Secondary efficacy outcomes were indirectly associated with clinical benefit, including PaO2/FiO2, respiratory rate, and serum inflammatory factors (TNF-α, IL-1β, IL-6, IL-8). Our meta-analysis result found ulinastatin could increase patients’ PaO2/FiO2, and the improvement of PaO2/FiO2 has been suggested to be positively related to mortality [65], which was consistent with our findings. Moreover, our study showed ulinastatin could decrease respiratory rate and serum inflammatory factors (TNF-α, IL-1β, IL-6, IL-8), which was consistent with animal models’ results [24, 73, 74]. Although, our study supported ulinastatin to be an effective treatment for ARDS, we found an older study [75] indicates intra-alveolar ulinastatin cannot inhibit polymorphonuclear elastase activity in the lung in postsurgical patients with ARDS. The statistical significance of this conclusion is questionable as the sample size is too small (only 8 patients). Compared to this study, our study increased the sample size to include 2344 patients and took into account multiple clinically relevant outcomes, so our findings were robust and more reliable.
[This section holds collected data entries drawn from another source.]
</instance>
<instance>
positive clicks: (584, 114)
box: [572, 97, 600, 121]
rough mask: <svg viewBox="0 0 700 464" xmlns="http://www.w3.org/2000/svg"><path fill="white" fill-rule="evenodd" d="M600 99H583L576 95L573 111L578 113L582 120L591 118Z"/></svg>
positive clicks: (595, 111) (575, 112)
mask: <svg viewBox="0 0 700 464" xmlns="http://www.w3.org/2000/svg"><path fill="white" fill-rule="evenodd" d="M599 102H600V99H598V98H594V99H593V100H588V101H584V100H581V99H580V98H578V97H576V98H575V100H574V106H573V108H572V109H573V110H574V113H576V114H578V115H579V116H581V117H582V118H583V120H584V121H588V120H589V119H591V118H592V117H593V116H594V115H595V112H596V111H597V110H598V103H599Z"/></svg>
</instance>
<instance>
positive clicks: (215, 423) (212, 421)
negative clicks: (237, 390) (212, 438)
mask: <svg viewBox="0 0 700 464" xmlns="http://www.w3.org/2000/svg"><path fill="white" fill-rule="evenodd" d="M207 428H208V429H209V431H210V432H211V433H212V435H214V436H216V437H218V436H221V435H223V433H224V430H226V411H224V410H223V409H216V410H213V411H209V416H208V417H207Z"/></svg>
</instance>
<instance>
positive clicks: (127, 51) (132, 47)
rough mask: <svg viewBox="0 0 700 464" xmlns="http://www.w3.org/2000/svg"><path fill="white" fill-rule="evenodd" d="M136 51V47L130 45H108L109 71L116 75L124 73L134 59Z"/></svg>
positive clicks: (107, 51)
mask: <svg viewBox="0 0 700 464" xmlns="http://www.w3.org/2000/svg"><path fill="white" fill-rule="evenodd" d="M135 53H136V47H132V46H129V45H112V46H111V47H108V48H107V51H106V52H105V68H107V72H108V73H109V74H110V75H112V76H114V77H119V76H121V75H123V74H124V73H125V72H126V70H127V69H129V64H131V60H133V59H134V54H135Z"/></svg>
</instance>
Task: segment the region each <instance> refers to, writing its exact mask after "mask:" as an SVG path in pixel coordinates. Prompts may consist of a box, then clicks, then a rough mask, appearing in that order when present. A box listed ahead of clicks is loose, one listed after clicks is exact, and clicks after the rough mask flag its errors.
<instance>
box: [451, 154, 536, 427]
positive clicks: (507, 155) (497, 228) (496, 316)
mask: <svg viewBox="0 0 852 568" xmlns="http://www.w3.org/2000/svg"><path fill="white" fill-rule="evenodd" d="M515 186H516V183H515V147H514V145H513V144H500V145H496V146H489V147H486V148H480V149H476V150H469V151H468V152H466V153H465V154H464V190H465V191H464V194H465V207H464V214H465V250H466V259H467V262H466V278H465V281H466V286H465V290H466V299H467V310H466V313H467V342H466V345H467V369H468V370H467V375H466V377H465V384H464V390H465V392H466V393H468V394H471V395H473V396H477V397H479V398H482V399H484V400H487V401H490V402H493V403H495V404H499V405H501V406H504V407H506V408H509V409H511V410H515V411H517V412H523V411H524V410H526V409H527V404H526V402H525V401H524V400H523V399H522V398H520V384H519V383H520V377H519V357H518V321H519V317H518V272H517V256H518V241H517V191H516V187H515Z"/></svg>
Although, our study suggested that ulinastatin was relatively effective for the treatment of ARDS and provided a justification for large, well-designed, RCTs to examine the effects of ulinastatin in ARDS, by limiting the study population to patients with ARDS, and increasing the sample size, and expanding the research outcomes, but there were still several limitations. First, publication bias existed in mortality and secondary efficacy outcomes, which probably stemmed from small-study effects [76], all of the trials published in Chinese and the exclusion of trials published as abstracts and conference articles. Second, significant heterogeneity was shown for all the continuous outcomes (ie, duration of mechanical ventilation, ICU stay, hospital stay). Mostly, potential sources of heterogeneity have been identified by sensitivity analyses and random effect model, but some residual heterogeneity still existed in this meta-analysis, which might have originated from the included studies’ low quality (most studies’ Jadad score of only 2), small sample size (range 36–160), or variations in conventional interventions. Therefore, more large-scale multicenter, well designed, RCTs are needed to verify ulinastatin’s efficacy. Lastly, no information on safety was provided by the trials included in our meta-analysis, which is especially needed for future studies.

Conclusions

The findings of this meta-analysis seemly support ulinastatin to be an effective treatment for ARDS. This drug might reduce mortality, ventilator associated pneumonia rate, shortening duration of mechanical ventilation, length of ICU stay and hospital stay in ARDS patients, which needs large, well-designed, RCTs to confirm.